Lorna came a few hours later. She hovered in the doorway, standing on one foot, then the other. She held something behind her back.

‘How are you?’ she asked at last. She sounded concerned.

‘What’s happening, Lorna?’ Claire tried to keep her voice steady.

‘How are you? Do you need water or something?’

‘What’s happening?’

‘God, Marianne’s really mad at you. Really angry. She didn’t even want me to come down and see you, but I said I had to. I mean, it’s scary down here, isn’t it? I bet you need the toilet too.’ She giggled, now.

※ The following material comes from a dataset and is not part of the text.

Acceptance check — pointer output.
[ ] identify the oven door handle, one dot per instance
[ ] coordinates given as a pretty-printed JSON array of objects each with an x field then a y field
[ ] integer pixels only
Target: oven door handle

‘Are you going to hurt me?’ Claire’s voice cracked.

The girl sounded injured. ‘Course not! How could I hurt you?’

‘Why am I down here, then?’ Claire moved forward a little.‘Don’t get close.’ Lorna backed away and partially hid behind the door. Something heavy landed on the steps. ‘She’s up there in the kitchen and she’ll grab you if you try to run.’

‘Does she know you’re called Lorna?’

‘Well, she calls me Lola and things anyway.’

‘She doesn’t know who you are, though, does she?’

The girl shrugged and began backing out into the stairwell.

‘Is any of it true? Lorna? The stories you told me?’ Claire croaked.

There was a pause. ‘What do you mean?’ She began picking at a plaster on her elbow.

‘About Pete? About him hurting you?’

‘Oh of course.’ She scraped one toe on the floor. ‘Of course it is. I wouldn’t lie.’